Originating in Latin *combinatio*, **combination** it is a word that refers to **act and consequence of combining something or combining** (that is, join, complement or assemble diverse things to achieve a **compound** ). The concept has multiple applications since the feasible things to combine are of very different characteristics and origins.

A combination, according to the theory, is understood as a **ordered sequence** from **signs** (which may be letters and / or numbers) known only to one or a few individuals and that allows certain mechanisms to be opened or put into operation. The **padlocks** and the **safes** they are, for example, devices that include combinations. For example: *"I'm going to give you the combination of the box, but please keep the information in the safe"*, *“We cannot enter since this door is locked and I don't know the combination”*, *"Someone stole the combination and opened the safe, since the money is missing but not forced"*.
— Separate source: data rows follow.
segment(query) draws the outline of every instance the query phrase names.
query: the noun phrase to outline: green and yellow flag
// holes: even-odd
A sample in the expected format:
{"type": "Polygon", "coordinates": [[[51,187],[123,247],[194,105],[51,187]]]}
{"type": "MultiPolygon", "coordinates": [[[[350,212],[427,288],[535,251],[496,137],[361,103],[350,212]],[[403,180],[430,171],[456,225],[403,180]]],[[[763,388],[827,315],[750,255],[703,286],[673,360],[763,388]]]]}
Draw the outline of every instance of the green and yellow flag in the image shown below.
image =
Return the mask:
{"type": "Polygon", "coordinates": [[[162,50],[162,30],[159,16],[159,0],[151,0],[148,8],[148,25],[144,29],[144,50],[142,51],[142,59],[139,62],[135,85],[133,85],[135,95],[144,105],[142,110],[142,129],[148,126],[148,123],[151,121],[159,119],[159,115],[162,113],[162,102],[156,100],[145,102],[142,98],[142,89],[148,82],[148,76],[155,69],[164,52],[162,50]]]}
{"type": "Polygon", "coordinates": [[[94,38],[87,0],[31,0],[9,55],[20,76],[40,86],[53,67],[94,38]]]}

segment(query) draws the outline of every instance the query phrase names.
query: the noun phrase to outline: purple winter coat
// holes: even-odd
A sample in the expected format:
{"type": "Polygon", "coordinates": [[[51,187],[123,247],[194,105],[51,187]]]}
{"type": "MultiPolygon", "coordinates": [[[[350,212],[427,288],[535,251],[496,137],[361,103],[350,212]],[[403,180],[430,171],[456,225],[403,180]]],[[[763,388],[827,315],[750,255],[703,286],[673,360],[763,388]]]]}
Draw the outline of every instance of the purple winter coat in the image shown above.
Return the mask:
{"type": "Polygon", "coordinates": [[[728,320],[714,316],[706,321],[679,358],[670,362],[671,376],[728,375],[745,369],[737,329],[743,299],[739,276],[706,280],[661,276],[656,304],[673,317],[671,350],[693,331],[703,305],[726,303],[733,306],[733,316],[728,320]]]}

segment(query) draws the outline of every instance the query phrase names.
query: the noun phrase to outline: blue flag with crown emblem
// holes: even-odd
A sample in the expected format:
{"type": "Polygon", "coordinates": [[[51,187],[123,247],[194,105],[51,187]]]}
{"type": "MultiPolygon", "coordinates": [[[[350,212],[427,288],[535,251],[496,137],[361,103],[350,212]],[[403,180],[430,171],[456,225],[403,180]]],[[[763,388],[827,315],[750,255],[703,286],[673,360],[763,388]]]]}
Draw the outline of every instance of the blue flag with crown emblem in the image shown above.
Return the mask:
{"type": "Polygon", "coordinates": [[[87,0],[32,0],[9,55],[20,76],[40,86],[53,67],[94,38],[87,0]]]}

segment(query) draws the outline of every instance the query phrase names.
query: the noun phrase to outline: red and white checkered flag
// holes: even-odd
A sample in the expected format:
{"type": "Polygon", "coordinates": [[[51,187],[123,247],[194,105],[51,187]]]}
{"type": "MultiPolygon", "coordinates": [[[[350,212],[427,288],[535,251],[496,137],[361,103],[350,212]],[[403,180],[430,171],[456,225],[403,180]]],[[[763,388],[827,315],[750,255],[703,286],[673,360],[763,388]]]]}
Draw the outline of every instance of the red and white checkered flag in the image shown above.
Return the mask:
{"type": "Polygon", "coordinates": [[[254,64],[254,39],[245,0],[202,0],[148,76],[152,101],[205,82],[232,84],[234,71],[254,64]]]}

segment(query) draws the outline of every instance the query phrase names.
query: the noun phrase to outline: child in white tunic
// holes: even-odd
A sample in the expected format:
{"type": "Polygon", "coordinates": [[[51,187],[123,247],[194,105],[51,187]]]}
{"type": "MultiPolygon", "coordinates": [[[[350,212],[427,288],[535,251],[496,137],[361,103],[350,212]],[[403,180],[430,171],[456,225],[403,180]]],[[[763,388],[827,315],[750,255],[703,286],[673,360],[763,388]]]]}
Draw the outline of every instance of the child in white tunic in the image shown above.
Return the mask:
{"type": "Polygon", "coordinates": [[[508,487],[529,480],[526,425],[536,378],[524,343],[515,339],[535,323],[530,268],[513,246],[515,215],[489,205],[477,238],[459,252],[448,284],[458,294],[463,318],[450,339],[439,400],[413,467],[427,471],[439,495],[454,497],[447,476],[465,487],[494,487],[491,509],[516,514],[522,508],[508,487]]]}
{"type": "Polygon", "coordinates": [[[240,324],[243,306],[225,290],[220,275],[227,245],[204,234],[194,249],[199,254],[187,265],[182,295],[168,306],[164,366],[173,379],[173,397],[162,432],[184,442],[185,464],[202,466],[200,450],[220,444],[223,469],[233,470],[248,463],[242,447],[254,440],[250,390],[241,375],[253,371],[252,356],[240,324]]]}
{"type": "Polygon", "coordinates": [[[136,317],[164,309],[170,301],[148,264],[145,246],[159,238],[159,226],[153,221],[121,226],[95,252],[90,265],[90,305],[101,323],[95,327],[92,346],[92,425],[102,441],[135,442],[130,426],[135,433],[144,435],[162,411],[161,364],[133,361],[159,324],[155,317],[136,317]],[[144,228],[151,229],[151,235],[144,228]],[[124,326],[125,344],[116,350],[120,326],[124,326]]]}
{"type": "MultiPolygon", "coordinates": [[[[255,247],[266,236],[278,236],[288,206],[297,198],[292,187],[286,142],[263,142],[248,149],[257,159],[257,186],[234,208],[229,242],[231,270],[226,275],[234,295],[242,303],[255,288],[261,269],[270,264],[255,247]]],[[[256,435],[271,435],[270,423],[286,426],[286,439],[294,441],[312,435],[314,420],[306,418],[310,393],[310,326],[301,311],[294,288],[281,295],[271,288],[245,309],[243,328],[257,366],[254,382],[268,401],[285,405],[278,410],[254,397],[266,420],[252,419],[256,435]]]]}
Of course, the idea of combination can also refer to the **mixture** or **mixture** from **colors** In the same unit. When dressing, a **person** usually choose garments whose colors combine, that is, they are harmonious in sight. For example: *"I don't like this combination: I'm going to choose shoes of another color"*, *“I can't use that wallet since it destroys the combination I chose for tonight”*.

It is also known as a combination or drink at **beverage formed from the mixture of various liquors** : *“Try this: it is a combination of blue curacao, grand marnier and champagne”*, *“It's a very strong combination, don't drink so fast”*.

**Concept in mathematical terms**

In the **mathematics** On the other hand, there is talk of a combination when focusing on the subsets formed by a certain quantity of elements of a finite set analyzed and which differ in at least one element.

We generally use the term to refer to both elements that **mix** regardless of order, such as those in which order does matter; however, there is a way to name each of these mixtures. One of them is combination, the other, permutation.

It is not the same if we want to refer to what a tomato, lettuce and onion salad has, no matter the order in which we put the elements; On the other hand, if we want to mention the key to open a lock, it is extremely important in what order we say the numbers. In mathematics there is a law that says:

"If order does not matter, it is a combination.

If order does matter, it is a permutation. "

Therefore a permutation is a combination that is performed in **a stipulated order**. There are, however, two types of them: **with repetition** (which allow a number to be used more than once, for example: 666) or **without repetition** (They cannot be altered or repeated. For example, when making a career, they cannot take the first and second year at the same time, nor the second before the first).

There are for each of these types of mixtures a **formula** which allows to calculate how many possible results exist, these are:

For permutations with repetition it is used **n × n ×… (r times) = nr** Where n is the amount of things you can choose and r what you choose. For example: if you have to choose three numbers for a lock, you have 10 numbers to choose from (0,1,…, 9) and you must choose only 3; Then the formula would be: **10 × 10 ×… (3 times) = 103 = 1000 permutations**

For permutations without repetition the calculation is different because you have to take into account what are the things you have to choose and all you have to remember is that you cannot repeat it. For example: if you are playing pull and have eliminated ball 14 from the table, you will not be able to use it again in that game.